Il nostro personaggio lascia Banca Intesa nel 2011 quando viene chiamato da Monti a guidare il Ministero dello Sviluppo Economico, Ministero sul quale francamente non ha lasciato traccia. È chiaro che un curriculum del genere e dopo essere già stato alle luci della ribalta come Ministro facciano riflettere il Passera sull’opportunità di non andare in pensione. C’è da far notare anche che tra le Poste Italiane, le banche, i buoni rapporti con Prodi e Monti e soprattutto con De Benedetti, una fetta consistente di italiani probabilmente non hanno grande simpatia per il Cavaliere del Lavoro e Grande Ufficiale dell’ordine al merito della Repubblica Italiana di cui stiamo trattando. Corrado Passera appare come un uomo equilibrato, una persona professionale che manca però totalmente del quid:se Alfano cerca il quid possiamo dire che Passera non perde nemmeno tempo nell’intento di cercarlo.

Il fatto che non brilli per carisma, o quantomeno non in politica, sembra però non interessargli, perchè i bene informati avvertono che potrebbe tornare ad occuparsi di politica, candidandosi alle europee.

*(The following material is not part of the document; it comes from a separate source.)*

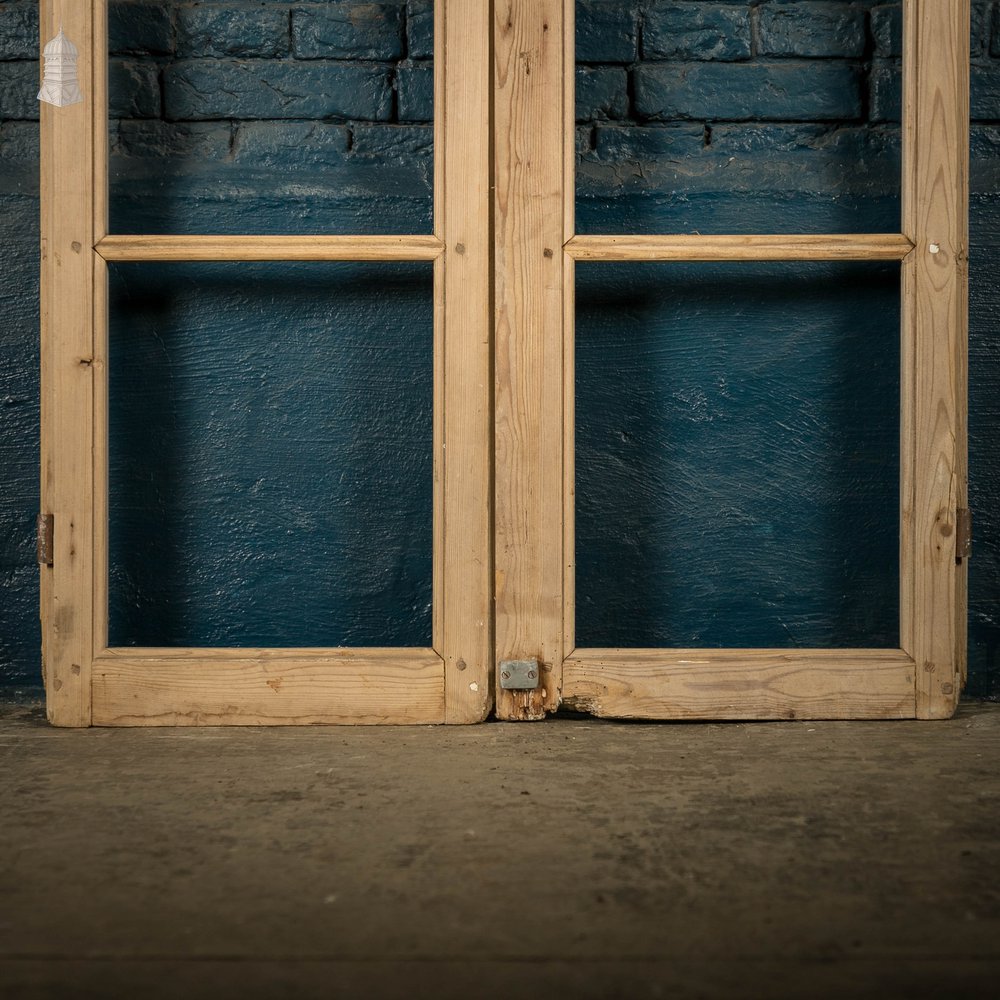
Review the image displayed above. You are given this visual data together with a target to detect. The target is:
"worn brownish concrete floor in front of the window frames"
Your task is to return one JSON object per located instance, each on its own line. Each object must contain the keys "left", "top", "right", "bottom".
{"left": 0, "top": 705, "right": 1000, "bottom": 1000}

La data del grande ritorno dovrebbe essere il 30 Gennaio, e Passera in tale occasione dovrebbe presentare un nuovo soggetto politico, questo soggetto dovrebbe far trasparire dal proprio nome tutto lo spirito filoeuropeista del caso, il partito dovrebbe chiamarsi “ItaliaEuropa”.

È tutto ipotetico poichè Passera nell’ultimo anno, dopo non essersi candidato e aver fiutato il tracollo di Monti, ha annunciato diverse volte il suo ritorno sul palcoscenico della politica. Questa volta però dovrebbe essere la volta buona, con un progetto neocentrista che coinvolga Ichino (ormai dominus di Scelta Civica), il PLI e Fare per fermare il declino. L’idea dell’ex Ministro per lo sviluppo è quella di fiondarsi sul bacino elettorale lasciato da Monti alla balia della bagarre politica, di riformare una centro senza Casini, e così superare lo sbarramento del 4% alle europee. Alla luce del fatto che il bipolarismo è bramato dalla maggior parte degli elettori c’è da chiedersi quale sia la ragione per cui Passera abbia la pretesa di ottenere un risultato più convincente di quelle che ebbe Monti. Dalla sua ha il fatto di non essere spocchioso come il Professore, dalla sua ha anche la possibilità di non dover accettare compromessi con l’UDC, ma contro ha un’Italia che di un altro soggeto ultra europeista non ne vuole sapere, c’è già il PD a ricoprire il ruolo della sentinella di Bruxells.